La problématique de la simplification s'opposant à la complication est aussi ancienne que mon engagement. Malgré tous les discours depuis des années, nous constatons cette croissance des normes et des règles. Ce qui nous paraît évident et redondant dans nos discours constitue en fait un objet hors du champ politique et médiatique qu'il est très difficile de transmettre.

J'ai publié ce matin une chronique dans le quotidien « L'Opinion », où je raconte toutes mes tentatives pour réutiliser les eaux usées de ma commune. Tout ce que je dis est vrai, mais en-dessous de la réalité à propos d'un projet pionnier il y a 10 ans.

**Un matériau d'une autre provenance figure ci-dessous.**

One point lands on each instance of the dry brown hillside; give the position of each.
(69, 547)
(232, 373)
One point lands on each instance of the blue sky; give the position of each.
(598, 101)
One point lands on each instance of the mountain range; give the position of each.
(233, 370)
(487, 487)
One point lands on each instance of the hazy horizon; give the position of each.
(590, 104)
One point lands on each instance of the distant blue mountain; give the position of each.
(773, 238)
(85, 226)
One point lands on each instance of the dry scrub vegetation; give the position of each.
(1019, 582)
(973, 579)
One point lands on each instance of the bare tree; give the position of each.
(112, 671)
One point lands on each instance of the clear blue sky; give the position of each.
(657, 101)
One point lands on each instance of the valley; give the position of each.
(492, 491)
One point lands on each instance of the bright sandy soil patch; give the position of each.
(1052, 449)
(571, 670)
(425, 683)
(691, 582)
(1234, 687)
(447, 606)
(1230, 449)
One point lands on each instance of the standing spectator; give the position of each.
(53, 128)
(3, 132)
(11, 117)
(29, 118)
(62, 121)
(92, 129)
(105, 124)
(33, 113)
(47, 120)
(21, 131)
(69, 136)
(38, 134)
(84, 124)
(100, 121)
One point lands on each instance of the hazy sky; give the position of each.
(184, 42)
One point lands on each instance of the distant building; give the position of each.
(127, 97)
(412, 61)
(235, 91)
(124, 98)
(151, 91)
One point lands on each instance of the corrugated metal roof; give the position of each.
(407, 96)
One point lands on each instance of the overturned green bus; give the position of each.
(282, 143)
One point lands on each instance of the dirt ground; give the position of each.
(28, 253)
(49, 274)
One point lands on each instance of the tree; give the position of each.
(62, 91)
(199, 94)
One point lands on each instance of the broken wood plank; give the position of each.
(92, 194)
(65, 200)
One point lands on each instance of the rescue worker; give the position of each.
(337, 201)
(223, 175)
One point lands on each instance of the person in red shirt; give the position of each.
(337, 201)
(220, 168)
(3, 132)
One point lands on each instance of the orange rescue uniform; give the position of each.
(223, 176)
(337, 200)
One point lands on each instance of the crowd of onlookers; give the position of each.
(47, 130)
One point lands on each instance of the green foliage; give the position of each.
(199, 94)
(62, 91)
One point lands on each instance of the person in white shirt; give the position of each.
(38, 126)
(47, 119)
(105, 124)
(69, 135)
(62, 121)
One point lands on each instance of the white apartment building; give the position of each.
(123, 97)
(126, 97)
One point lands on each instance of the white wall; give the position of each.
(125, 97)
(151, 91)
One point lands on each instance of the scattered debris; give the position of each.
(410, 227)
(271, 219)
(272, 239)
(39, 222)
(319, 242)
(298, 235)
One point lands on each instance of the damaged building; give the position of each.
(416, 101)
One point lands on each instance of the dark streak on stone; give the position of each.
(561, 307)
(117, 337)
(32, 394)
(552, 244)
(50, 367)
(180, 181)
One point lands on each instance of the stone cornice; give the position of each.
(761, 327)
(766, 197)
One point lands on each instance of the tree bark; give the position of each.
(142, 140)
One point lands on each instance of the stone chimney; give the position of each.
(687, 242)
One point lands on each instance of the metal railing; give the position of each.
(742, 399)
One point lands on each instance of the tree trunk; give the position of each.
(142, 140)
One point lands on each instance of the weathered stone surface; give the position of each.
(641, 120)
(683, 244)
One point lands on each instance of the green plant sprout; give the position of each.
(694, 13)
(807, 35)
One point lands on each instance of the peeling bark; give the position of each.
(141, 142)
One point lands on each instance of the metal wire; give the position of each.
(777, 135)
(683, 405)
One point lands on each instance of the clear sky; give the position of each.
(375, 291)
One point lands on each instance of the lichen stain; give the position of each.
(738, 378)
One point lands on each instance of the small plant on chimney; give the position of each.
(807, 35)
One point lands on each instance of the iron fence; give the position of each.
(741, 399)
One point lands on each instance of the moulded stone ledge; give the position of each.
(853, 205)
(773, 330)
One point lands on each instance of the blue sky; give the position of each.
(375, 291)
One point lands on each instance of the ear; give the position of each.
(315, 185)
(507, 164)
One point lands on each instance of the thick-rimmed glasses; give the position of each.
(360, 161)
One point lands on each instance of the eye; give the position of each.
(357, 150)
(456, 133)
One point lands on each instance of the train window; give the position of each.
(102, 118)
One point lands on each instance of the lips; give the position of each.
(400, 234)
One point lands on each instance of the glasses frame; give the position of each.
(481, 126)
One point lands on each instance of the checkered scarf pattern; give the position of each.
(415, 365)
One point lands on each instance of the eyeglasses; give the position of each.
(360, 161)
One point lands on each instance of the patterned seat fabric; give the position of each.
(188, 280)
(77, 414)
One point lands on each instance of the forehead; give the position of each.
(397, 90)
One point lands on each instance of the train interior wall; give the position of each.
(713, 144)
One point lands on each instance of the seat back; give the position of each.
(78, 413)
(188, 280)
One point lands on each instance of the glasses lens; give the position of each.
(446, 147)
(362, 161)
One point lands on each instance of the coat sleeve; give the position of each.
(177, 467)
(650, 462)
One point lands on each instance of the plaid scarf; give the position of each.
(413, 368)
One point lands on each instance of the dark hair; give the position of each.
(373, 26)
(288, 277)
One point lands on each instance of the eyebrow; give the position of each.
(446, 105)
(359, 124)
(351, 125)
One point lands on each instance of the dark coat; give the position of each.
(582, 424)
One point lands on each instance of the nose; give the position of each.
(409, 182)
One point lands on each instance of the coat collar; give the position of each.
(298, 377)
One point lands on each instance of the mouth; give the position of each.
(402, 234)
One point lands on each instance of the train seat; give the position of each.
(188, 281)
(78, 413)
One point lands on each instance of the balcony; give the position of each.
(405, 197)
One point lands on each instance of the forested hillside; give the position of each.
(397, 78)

Je souhaite remercier le Sénat pour son approche toujours proactive sur ces questions et au service des collectivités et des communes de France. Je remercie particulièrement Gérard Larcher pour son action permanente, son écoute et son respect à l'égard de l'Association des maires de France, vieille maison qui défend la liberté locale comme matrice d'une certaine idée de l'organisation des pouvoirs publics, qui génère de la prospérité, de l'efficacité, de la démocratie. Les libertés locales sont au coeur d'un modèle républicain, non antinomique avec celui de l'unité de la Nation.

Je veux saluer le travail inlassable de Françoise Gatel, présidente de cette délégation, et celui de son vice-président Rémy Pointereau. Je les remercie d'avoir pris cette initiative d'États généraux auxquels vous avez tout de suite associé l'AMF. Je salue également les représentants de toutes les communes et de toutes les associations présents ici.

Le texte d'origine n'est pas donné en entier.